Hacker News new | ask | show | jobs
by sdoowpilihp 4433 days ago
Though I don't know all of the specifics of this case, there is more to consider than whether or not code was used. Certain types of algorithms, concepts, processes, etc. are possibly protectable and could fall under question.

That being said, my sense is that Zenimax is having a bit of regret for not investing early and are trying alternative methods to get "their share".

4 comments

From a legal perspective, yes, there are more things to consider.

From a common sense perspective, ZeniMax AFAIK wasn't even working on VR at this time period other than Carmack dabbling in his own "free time", so this is a pretty naked attempt for them to make the claim that anything he worked on even remotely related to games is owned by them, which I have a huge issue with (even if it is a concept that holds legal water in some states).

I'd have more sympathy for ZeniMax if they were bullish on VR and Carmack was working on an official project for them in the VR space and then left for another company, but this doesn't look like that at all, this looks like a game company owned by a lawyer trying to get a big payday on an opportunity they previously missed the boat on, using tenuous legal technicalities.
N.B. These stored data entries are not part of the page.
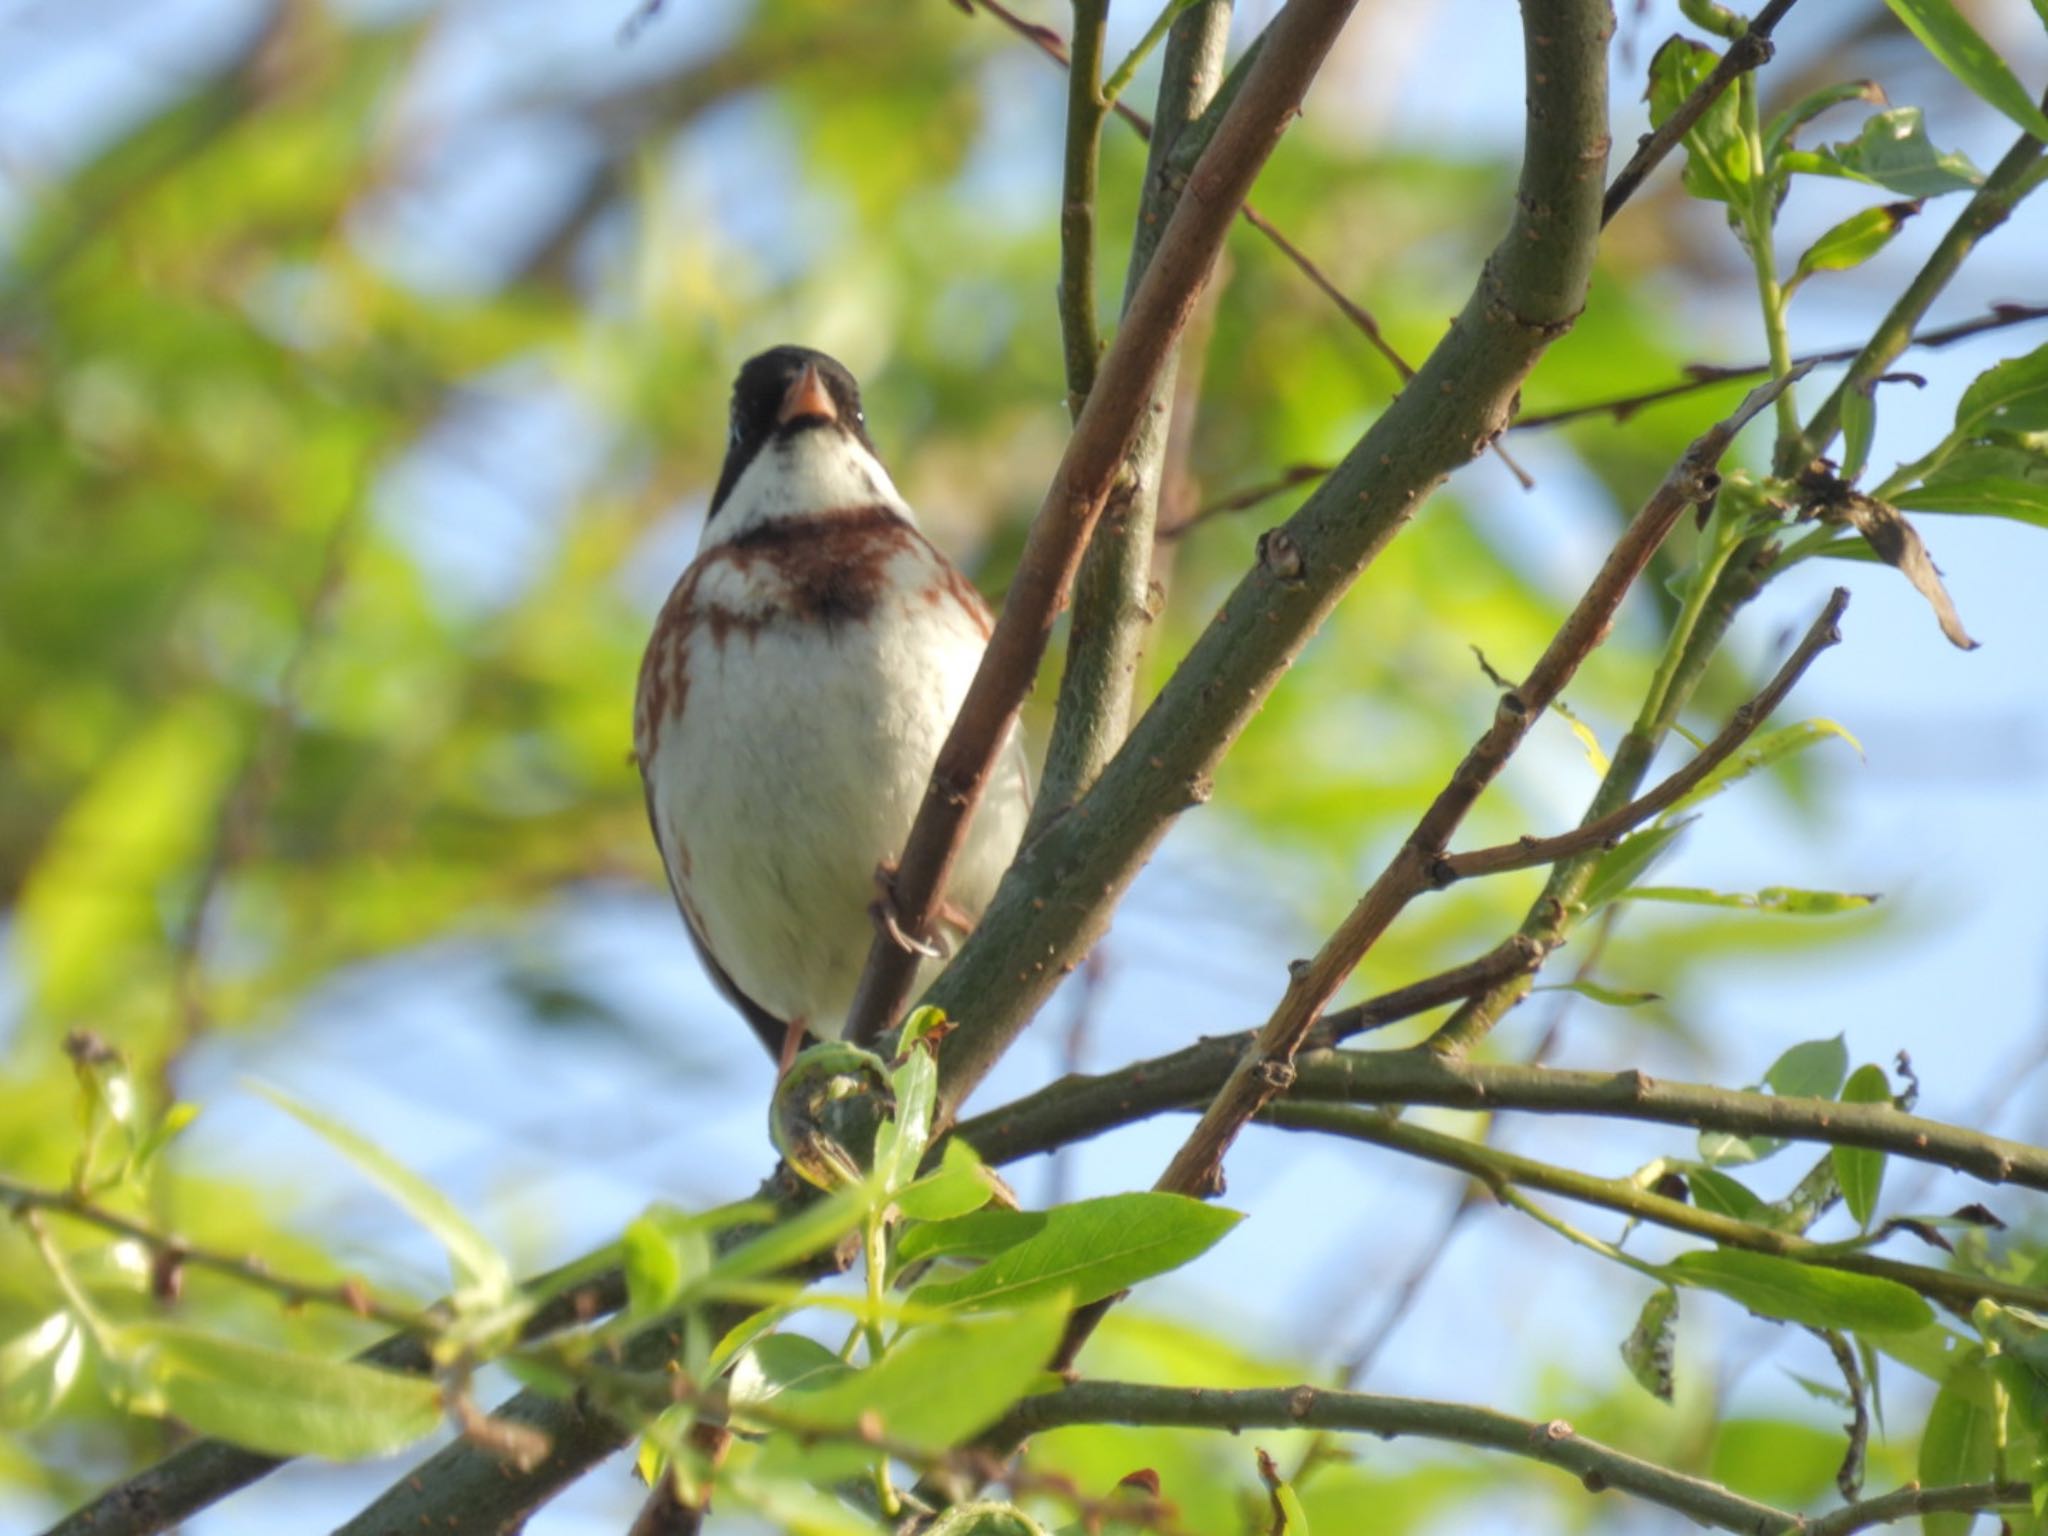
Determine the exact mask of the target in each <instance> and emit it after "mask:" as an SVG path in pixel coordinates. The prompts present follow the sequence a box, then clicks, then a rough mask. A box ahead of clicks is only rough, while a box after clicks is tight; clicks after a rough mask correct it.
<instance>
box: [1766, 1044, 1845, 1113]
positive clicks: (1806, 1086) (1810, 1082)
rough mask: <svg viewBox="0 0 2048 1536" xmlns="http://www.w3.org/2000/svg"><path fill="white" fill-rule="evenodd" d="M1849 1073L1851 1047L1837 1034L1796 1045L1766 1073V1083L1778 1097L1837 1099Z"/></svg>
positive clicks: (1781, 1056)
mask: <svg viewBox="0 0 2048 1536" xmlns="http://www.w3.org/2000/svg"><path fill="white" fill-rule="evenodd" d="M1847 1075H1849V1047H1847V1044H1845V1042H1843V1038H1841V1036H1839V1034H1833V1036H1829V1038H1825V1040H1800V1042H1798V1044H1794V1047H1792V1049H1790V1051H1786V1053H1784V1055H1780V1057H1778V1061H1774V1063H1772V1067H1769V1071H1765V1073H1763V1083H1765V1087H1769V1090H1772V1092H1774V1094H1776V1096H1778V1098H1835V1094H1839V1092H1841V1083H1843V1079H1845V1077H1847Z"/></svg>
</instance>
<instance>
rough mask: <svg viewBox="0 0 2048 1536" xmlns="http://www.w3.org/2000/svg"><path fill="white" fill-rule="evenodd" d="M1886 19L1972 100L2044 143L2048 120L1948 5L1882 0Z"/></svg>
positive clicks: (1998, 62) (1952, 5)
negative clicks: (1883, 1)
mask: <svg viewBox="0 0 2048 1536" xmlns="http://www.w3.org/2000/svg"><path fill="white" fill-rule="evenodd" d="M1884 4H1888V6H1890V8H1892V14H1894V16H1898V20H1903V23H1905V25H1907V31H1909V33H1913V35H1915V37H1917V39H1919V41H1921V47H1925V49H1927V51H1929V53H1933V55H1935V57H1937V59H1939V61H1942V68H1944V70H1948V72H1950V74H1952V76H1956V78H1958V80H1960V82H1962V84H1964V86H1968V88H1970V92H1972V94H1976V96H1978V98H1982V100H1987V102H1991V104H1993V106H1997V109H1999V111H2001V113H2005V115H2007V117H2009V119H2013V123H2017V125H2019V127H2023V129H2025V131H2028V133H2032V135H2034V137H2036V139H2040V141H2042V143H2048V117H2042V109H2040V106H2036V104H2034V96H2030V94H2028V88H2025V86H2021V84H2019V80H2017V78H2015V76H2013V72H2011V70H2009V68H2005V59H2001V57H1999V53H1997V49H1993V47H1991V43H1987V41H1985V39H1982V37H1980V35H1978V31H1976V29H1974V27H1972V25H1970V23H1968V20H1964V18H1962V12H1960V10H1956V6H1954V0H1884Z"/></svg>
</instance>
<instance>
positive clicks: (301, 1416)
mask: <svg viewBox="0 0 2048 1536" xmlns="http://www.w3.org/2000/svg"><path fill="white" fill-rule="evenodd" d="M121 1352H123V1358H125V1368H127V1372H129V1378H131V1380H133V1382H135V1389H133V1391H135V1399H133V1405H135V1409H137V1411H156V1413H168V1415H172V1417H178V1419H184V1421H186V1423H188V1425H193V1427H195V1430H199V1432H201V1434H207V1436H215V1438H217V1440H227V1442H231V1444H236V1446H246V1448H248V1450H260V1452H264V1454H266V1456H324V1458H328V1460H362V1458H369V1456H389V1454H391V1452H393V1450H403V1448H406V1446H410V1444H414V1442H416V1440H424V1438H426V1436H430V1434H432V1432H434V1427H436V1425H438V1423H440V1389H438V1386H436V1384H434V1382H432V1380H428V1378H424V1376H403V1374H399V1372H393V1370H377V1368H375V1366H358V1364H354V1362H348V1360H324V1358H319V1356H307V1354H289V1352H285V1350H268V1348H262V1346H256V1343H244V1341H240V1339H227V1337H217V1335H211V1333H201V1331H197V1329H188V1327H178V1325H170V1323H137V1325H131V1327H127V1329H123V1331H121Z"/></svg>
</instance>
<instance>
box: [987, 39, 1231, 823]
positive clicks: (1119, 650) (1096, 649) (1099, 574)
mask: <svg viewBox="0 0 2048 1536" xmlns="http://www.w3.org/2000/svg"><path fill="white" fill-rule="evenodd" d="M1229 33H1231V0H1202V4H1196V6H1192V8H1188V10H1184V12H1182V14H1180V18H1178V20H1176V23H1174V29H1171V33H1169V35H1167V45H1165V57H1163V59H1161V76H1159V109H1157V131H1153V133H1151V135H1149V137H1151V152H1149V156H1147V162H1145V193H1143V197H1141V199H1139V217H1137V227H1135V229H1133V236H1130V268H1128V272H1126V276H1124V303H1126V305H1128V303H1130V301H1135V299H1137V291H1139V285H1141V281H1143V276H1145V268H1147V266H1151V256H1153V252H1155V250H1157V246H1159V238H1161V233H1163V231H1165V227H1167V221H1169V219H1171V215H1174V205H1176V203H1178V201H1180V186H1182V182H1184V174H1182V172H1180V168H1178V166H1176V164H1174V160H1176V152H1178V147H1180V143H1182V135H1184V129H1186V127H1188V125H1190V123H1194V121H1196V119H1198V117H1200V115H1202V113H1204V111H1206V109H1208V102H1210V98H1212V96H1214V94H1217V86H1219V84H1221V80H1223V49H1225V43H1227V41H1229ZM1196 330H1198V332H1200V328H1196ZM1182 346H1200V340H1192V338H1190V340H1184V342H1176V344H1174V346H1171V348H1169V352H1167V358H1165V367H1163V369H1161V373H1159V381H1157V383H1155V385H1153V393H1151V397H1149V399H1147V401H1145V408H1143V412H1141V416H1139V434H1137V442H1135V444H1133V449H1130V457H1128V459H1126V461H1124V469H1122V475H1120V477H1118V485H1116V492H1114V494H1112V496H1110V506H1108V508H1106V510H1104V514H1102V518H1100V520H1098V522H1096V532H1094V537H1092V539H1090V541H1087V557H1085V559H1083V561H1081V571H1079V575H1077V578H1075V586H1073V623H1071V627H1069V631H1067V666H1065V672H1063V674H1061V680H1059V705H1057V709H1055V713H1053V735H1051V739H1049V741H1047V750H1044V776H1042V778H1040V782H1038V803H1036V807H1034V809H1032V831H1036V829H1038V827H1042V825H1047V823H1049V821H1051V819H1053V817H1057V815H1059V813H1061V811H1065V809H1067V807H1069V805H1073V801H1075V797H1079V795H1081V791H1085V788H1087V786H1090V784H1094V782H1096V774H1100V772H1102V764H1106V762H1108V760H1110V758H1112V756H1114V754H1116V748H1120V745H1122V741H1124V733H1126V731H1128V729H1130V694H1133V690H1135V686H1137V674H1139V653H1141V651H1143V645H1145V633H1147V629H1149V625H1151V608H1149V588H1151V561H1153V528H1155V526H1157V520H1159V492H1161V487H1163V481H1165V449H1167V438H1169V432H1171V426H1174V395H1176V385H1178V383H1180V360H1182V358H1180V354H1182ZM1190 377H1194V375H1190ZM1026 836H1032V834H1026Z"/></svg>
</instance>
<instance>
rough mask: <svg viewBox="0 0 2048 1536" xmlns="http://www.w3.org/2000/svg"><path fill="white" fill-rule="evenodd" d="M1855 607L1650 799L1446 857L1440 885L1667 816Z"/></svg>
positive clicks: (1796, 677)
mask: <svg viewBox="0 0 2048 1536" xmlns="http://www.w3.org/2000/svg"><path fill="white" fill-rule="evenodd" d="M1847 606H1849V592H1847V588H1839V586H1837V588H1835V592H1833V596H1829V600H1827V606H1825V608H1821V612H1819V616H1817V618H1815V621H1812V625H1808V629H1806V635H1804V637H1802V639H1800V643H1798V645H1796V647H1794V649H1792V655H1788V657H1786V664H1784V666H1782V668H1778V676H1774V678H1772V680H1769V682H1767V684H1765V686H1763V690H1761V692H1757V696H1755V698H1751V700H1747V702H1745V705H1743V707H1741V709H1737V711H1735V715H1731V717H1729V723H1726V725H1724V727H1722V729H1720V735H1716V737H1714V739H1712V741H1708V743H1706V745H1704V748H1700V752H1698V754H1696V756H1694V760H1692V762H1688V764H1686V766H1683V768H1679V770H1677V772H1675V774H1671V776H1669V778H1667V780H1663V782H1661V784H1657V788H1653V791H1649V793H1647V795H1638V797H1636V799H1632V801H1630V803H1628V805H1624V807H1620V809H1616V811H1610V813H1608V815H1602V817H1595V819H1593V821H1587V823H1583V825H1579V827H1573V829H1571V831H1561V834H1556V836H1554V838H1518V840H1516V842H1507V844H1497V846H1493V848H1475V850H1470V852H1464V854H1446V856H1444V858H1440V860H1438V862H1436V866H1434V868H1432V874H1434V879H1436V881H1438V883H1440V885H1450V883H1454V881H1466V879H1473V877H1477V874H1501V872H1505V870H1516V868H1536V866H1540V864H1554V862H1556V860H1561V858H1569V856H1571V854H1579V852H1585V850H1589V848H1612V846H1614V842H1616V840H1620V836H1622V834H1624V831H1630V829H1634V827H1638V825H1642V823H1645V821H1649V819H1651V817H1653V815H1657V813H1661V811H1667V809H1669V807H1673V805H1677V803H1679V801H1681V799H1686V797H1688V795H1690V793H1692V791H1694V788H1698V786H1700V784H1702V782H1704V780H1706V776H1708V774H1712V772H1714V768H1718V766H1720V764H1722V762H1726V760H1729V758H1731V756H1735V750H1737V748H1741V745H1743V741H1747V739H1749V737H1751V735H1753V733H1755V729H1757V727H1759V725H1763V721H1767V719H1769V717H1772V713H1774V711H1776V709H1778V705H1782V702H1784V698H1786V694H1788V692H1792V686H1794V684H1796V682H1798V680H1800V676H1804V672H1806V668H1810V666H1812V664H1815V659H1817V657H1819V655H1821V651H1825V649H1827V647H1831V645H1839V643H1841V629H1839V627H1837V625H1839V623H1841V610H1843V608H1847Z"/></svg>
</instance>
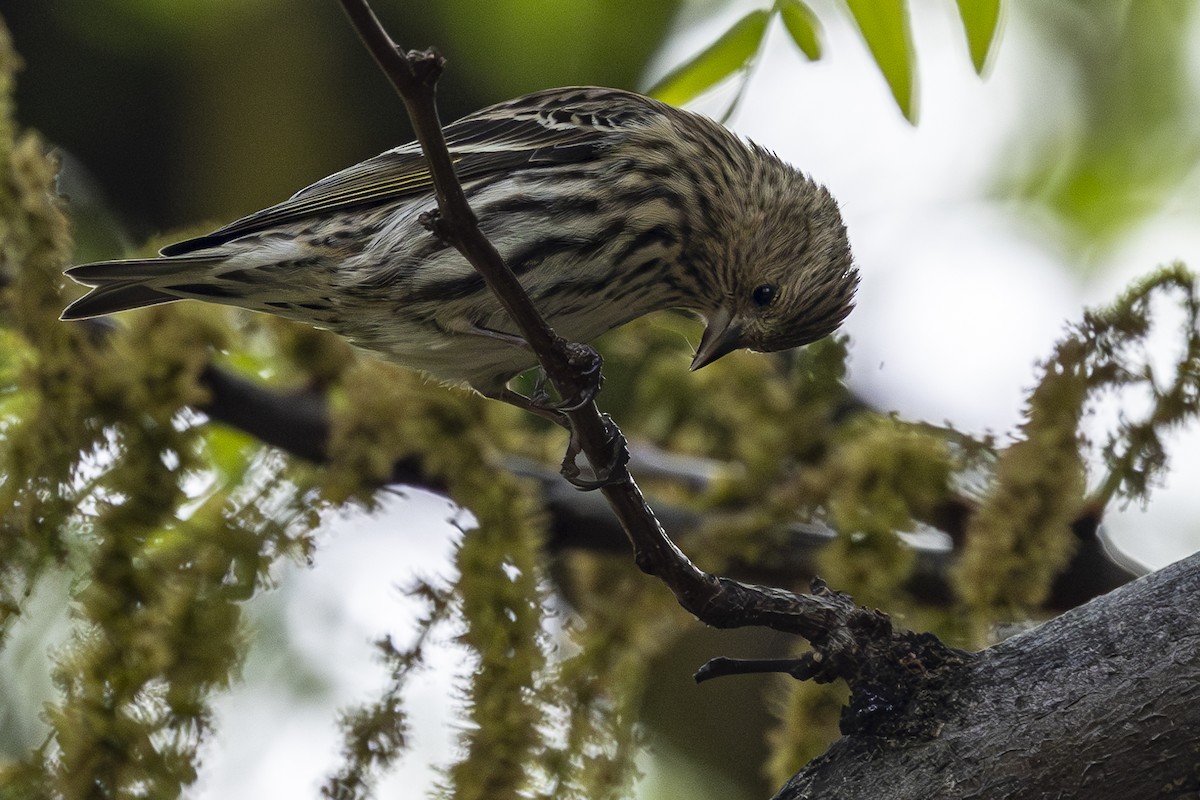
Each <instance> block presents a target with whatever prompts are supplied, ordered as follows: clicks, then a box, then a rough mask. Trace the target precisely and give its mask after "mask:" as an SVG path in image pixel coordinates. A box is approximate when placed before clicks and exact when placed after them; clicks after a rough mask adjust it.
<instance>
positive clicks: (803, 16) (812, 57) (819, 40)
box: [775, 0, 821, 61]
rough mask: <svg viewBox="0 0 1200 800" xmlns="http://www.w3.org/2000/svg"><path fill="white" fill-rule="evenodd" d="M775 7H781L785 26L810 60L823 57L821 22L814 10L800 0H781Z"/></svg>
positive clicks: (779, 7) (787, 30)
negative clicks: (820, 22) (821, 39)
mask: <svg viewBox="0 0 1200 800" xmlns="http://www.w3.org/2000/svg"><path fill="white" fill-rule="evenodd" d="M775 7H776V8H779V16H780V17H781V18H782V20H784V28H786V29H787V32H788V34H790V35H791V36H792V41H793V42H796V46H797V47H799V48H800V52H802V53H804V55H805V56H806V58H808V59H809V61H816V60H818V59H820V58H821V23H820V22H818V20H817V16H816V14H815V13H812V10H811V8H809V7H808V6H806V5H804V4H803V2H800V0H781V1H780V2H778V4H776V6H775Z"/></svg>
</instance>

As far as I know He is in Texas (Id is or was in Dallas). Does anyone know which way Texas leans on those issues? Either way DOOM 3 BFG was officially announced to support VR head sets, so he probably has worked with VR in some official capacity.
If Texas leans the wrong way, it must be challenged. It's ridiculous that Zenimax could possibly pull something like this with the full support of the law.
These are the ridiculous times we live in.
I cannot understand the logic that could make this kind of contract enforceable.

By this reasoning, the patent office employing Albert Einstein owned the theory of Special Relativity and presumably therefore a stake in subsequent commercialised technological development?

It makes me feel physically sick that this is a thing.

I had a probably similar clause in an old contract, anything I built or indeed thought, in or out of work belonged to the company.

> Certain types of algorithms, concepts, processes, etc. are possibly protectable and could fall under question.

Only if they have been explicitly protected. Copyright is the only protection that's automatically granted; patents need to be filed explicitly. If Carmack's claims are correct that none of his work has been patented, and that Oculus didn't use any code that he wrote while in the employ of Id, then he's in the clear and ZeniMax doesn't have a leg to stand on.

That's my read as well: ZeniMax wants a piece of the action.